The European Banking Authority and the New York State Department of Financial Services signed a memorandum of understanding on June 2, creating the first formal transatlantic framework for coordinating supervision of stablecoin issuers operating across both jurisdictions.
This recent development is enabling the exchange of supervisory information, coordination of oversight activities, and joint responses to potential market disruptions involving stablecoin issuers.
The move comes as stablecoins continue to play an increasingly important role in global crypto markets and digital payments.
Cross-border supervision takes center stage
Under the agreement, the EBA and NYDFS will collaborate on the supervision of entities engaged in stablecoin-related activities across their respective jurisdictions.
The framework is designed to facilitate information sharing and improve regulatory coordination, particularly as stablecoin issuers increasingly operate across multiple markets.
The EBA said the MoU establishes procedures for exchanging supervisory information and coordinating activities related to stablecoins issued in both the European Union and New York.

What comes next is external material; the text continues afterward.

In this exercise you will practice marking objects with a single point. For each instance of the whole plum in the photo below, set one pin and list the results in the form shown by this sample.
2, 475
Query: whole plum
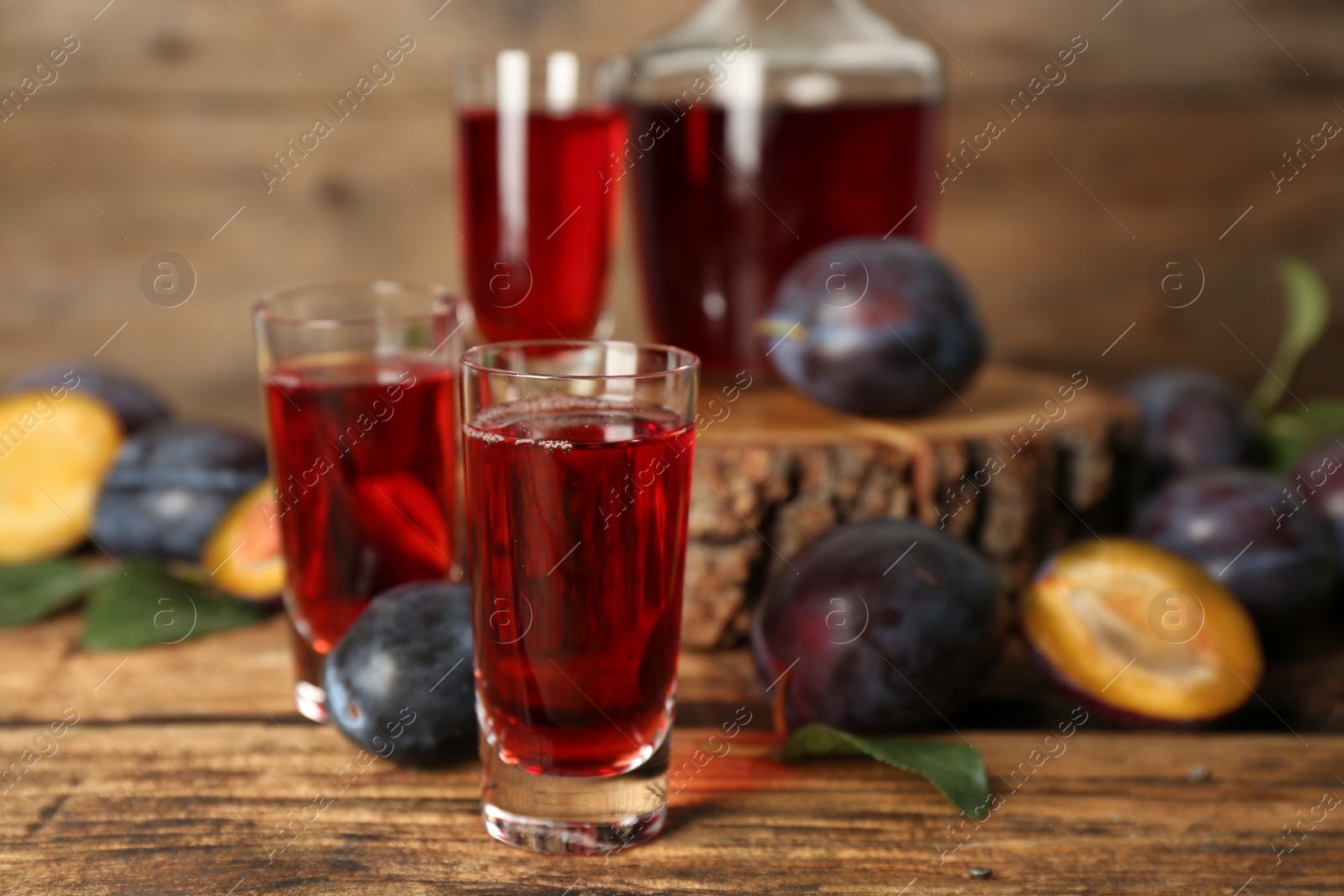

It also creates mechanisms for mutual assistance in ongoing supervisory work and for rapid coordination during crisis situations.
“This agreement marks an important milestone in strengthening transatlantic cooperation on stablecoin supervision and ensuring that cross-border activities are conducted to the highest standards.” François-Louis Michaud, Chair, European Banking Authority.
According to the EBA, the partnership reflects the increasingly international nature of stablecoin markets and the need for consistent regulatory standards across jurisdictions.
Why stablecoin issuers should pay attention
The agreement arrives as regulators worldwide intensify scrutiny of stablecoins, which have become a critical source of liquidity within the cryptocurrency ecosystem.
The NYDFS said the MoU is intended to enhance supervision of firms involved in stablecoin activities, identify emerging market risks, and support the overall integrity of the stablecoin sector.
The cooperation specifically focuses on stablecoin-related operations rather than other business activities that regulated entities may conduct.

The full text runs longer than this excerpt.